A disputa entre Arábia Saudita e Irã

Continuando o post anterior (Qatar), esta é uma das lutas indiretas travadas hoje no Oriente Médio. É o que a mídia chama de”guerra por procuração” ou “proxy war”, quando dois rivais não se chocam diretamente mas em diversas crises locais estes rivais apoiam lados diferentes.

Arábia e Irã disputam o poder no Oriente Médio. Esta disputa se dá de várias formas e assume diferentes roupagens.

A questão mais evidente é religiosa: a Arábia Saudita é sunita (vertente wahhabita) e é a terra natal do profeta Maomé e do próprio Islã.

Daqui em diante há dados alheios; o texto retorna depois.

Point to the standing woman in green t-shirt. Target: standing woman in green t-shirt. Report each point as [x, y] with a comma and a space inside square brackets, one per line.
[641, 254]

Meca e Medina ficam em território saudita. O Irã é o maior país xiita, ramo minoritário do islamismo como um todo mas majoritário no Irã, Iraque, Bahrein e Azerbaijão. Religiosamente há divergências grandes entre os dois grupos.

Etnicamente a Arábia é árabe (não confundir aqui nacionalidade e etnia, outros países são árabes também) e o Irã é de origem persa com diversas misturas e minorias que também se encontram nos países ao redor.

Politicamente a Arábia é um forte aliado ocidental, aliança essa que se reforçou a partir dos anos 1980. Hoje a Arábia é um dos maiores fornecedores de petróleo para o Ocidente, o que também cria um vínculo econômico. Internamente o sistema é uma monarquia absoluta (em processo de reforma com resultados incertos). O Irã tem como parceiros a Rússia e a China além do governo Sírio de Bashar Al Assad, o grupo Hizbollah no Líbano e forte influência sobre o Iraque (também de maioria xiita). Internamente há um regime republicano teocrático com alguma medida de participação popular (mas que pode ser tolhida pelo clero e pelo aparato político).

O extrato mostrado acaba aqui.